I'd love to have that problem
2008-12-17 15:30:42
It's still a problem I hate it when people 'I'd love to have that problem' when I ask 'What will you do when 1,000 people all show up on the site at once?'
When business picks up it doesn't mean the money will be there to solve the problems you don't want to deal with now. The truth is that it's easier to deal with problems when you don't have 1,000 people banging on the door demanding products or services, or worse yet, their money back because you can't deliver.
You need experienced partners Just because someone knows more than you do, it doesn't mean they know anything important. In the web world the classic mistake is assuming that some kid who can bang out a website should be put in charge of your entire web enterprise because he can ramble on for hours about AJAX controls and because he got a snippet of his code posted on Slashdot.
Your cousin's sister's kid might be a whiz at building cool looking sites, but you need someone who knows what works in the market, not in DIV layer.
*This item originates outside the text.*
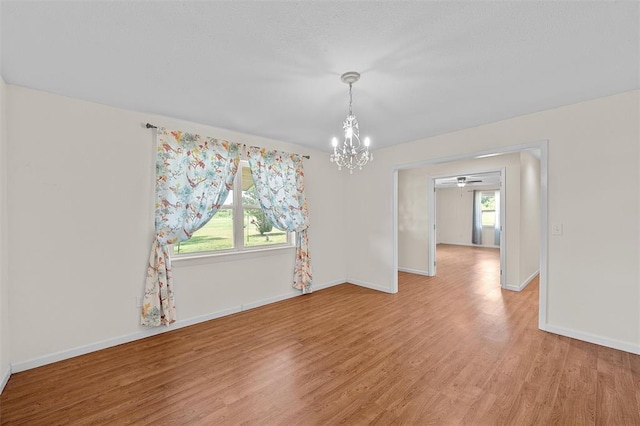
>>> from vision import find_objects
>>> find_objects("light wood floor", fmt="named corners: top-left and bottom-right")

You need an architect with business experience AND technical experience to bridge the vision of the company with the realities of creating a deliverable product.
You can avoid having to rebuild your web site if you start out right and address the problems before they arise. The right partners will help you do that, just as the right legal staff will keep you out of jail and the right accountant will keep the IRS off your back.
Completely rebuilding the site may not cost much in dollars, but it's going to cost a lot in time and credibility. You're going to lose potential customers and business partners before you ever get to the redesign if the site doesn't live up to expectations.